Quatre experts de haut niveau de la Gendarmerie nationale —trois techniciens et un officier— se relaient en permanence pour que le laboratoire fonctionne 7 jours sur 7 sans discontinuité. Ils sont en tout trente agents volontaires à alterner tous les deux jours entre l'hôpital de Garches et l'Institut de recherche. « En parallèle, on a maintenu l'intégralité de notre activité d'analyses criminalistiques », souligne le lieutenant-colonel.

Et s'il a fallu une semaine pour que tout soit mis en place et fonctionnel, l'exercice est un cas d'école. Car la société Tracip basée à Paris et Nancy (Meurthe-et-Moselle), qui détient la licence d'exploitation du brevet depuis 2016, tente d'accélérer au maximum sa capacité de production de laboratoires mobiles afin de pouvoir prochainement en déployer d'autres, plus facilement et plus rapidement.

Un autre labo prêt à être mis en service

« Le processus habituel est de plusieurs mois pour une unité mais on est en train de le revoir complètement pour le réduire, rapporte Guillaume Kuffmann, le directeur général de Tracip. On est assez confiants. Pour l'instant, on n'a pas de laboratoire mobile en stock. Et l'unité qui est en cours de production est à l'arrêt car on fait face à des soucis d'approvisionnement. »

En plus du bus, Tracip a conçu une version plus grande de son laboratoire dans un conteneur maritime et une plus petite aérotransportable, un modèle dont la Gendarmerie nationale dispose. « Il est en stand-by pour l'instant, prêt à partir si besoin », reprend le lieutenant-colonel Hubac. Quant aux experts qui seront habilités à travailler dans ces labos de pointe, les équipes de l'IRCGN sont en mesure de les former.

Des tests bientôt plus rapides ?

Le lieutenant-colonel Sylvain Hubac, également inventeur du MicroFLOQ, un écouvillon spécifique, planche actuellement sur la possibilité de l’adapter à la détection du coronavirus. Ce qui pourrait diminuer le temps d’attente pour obtenir les résultats d’un test Covid-19, qui est habituellement de 4 heures.

Contrairement à un écouvillon classique, qui ressemble à un coton-tige, le MicroFLOQ est beaucoup plus petit et imprégné d’un agent chimique.
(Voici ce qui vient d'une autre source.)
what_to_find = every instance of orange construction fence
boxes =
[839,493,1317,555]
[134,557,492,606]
Au contact d’une trace biologique, il va capter directement la cellule à observer juste après le prélèvement, permettant de cibler les marqueurs génétiques recherchés sans passer par les étapes d’extraction et de quantification. « On peut gagner une heure à une heure et demie avec le MicroLFOQ, assure-t-il. Il faut surtout beaucoup moins de machines et de matériel qu’avec un écouvillon classique. » Seulement, il a été conçu pour réaliser des analyses ADN et le protocole du test Covid-19 n’est pas tout à fait le même.

Epaulé par des experts de l’Institut de recherche criminelle de la gendarmerie nationale (IRCGN), le chef du département analyses génétiques travaille à son adaptation. « D’ici une petite semaine on aura grandement avancé et on saura si on peut l’utiliser pour les tests Covid-19, annonce Sylvain Hubac. Il faudra ensuite faire des comparatifs pour prouver cela scientifiquement, mais normalement il n’y a pas de raison que ça ne marche pas. Si ça fonctionne bien, on pourrait l’utiliser d’ici deux à trois semaines. »

Produit par la société Italienne Copan Flock Technologies, cet ustensile, également appelé GenSAG, est déjà disponible sur le marché. Tous les laboratoires de France pourraient donc s’en saisir, facilitant les tests de masse sur la population.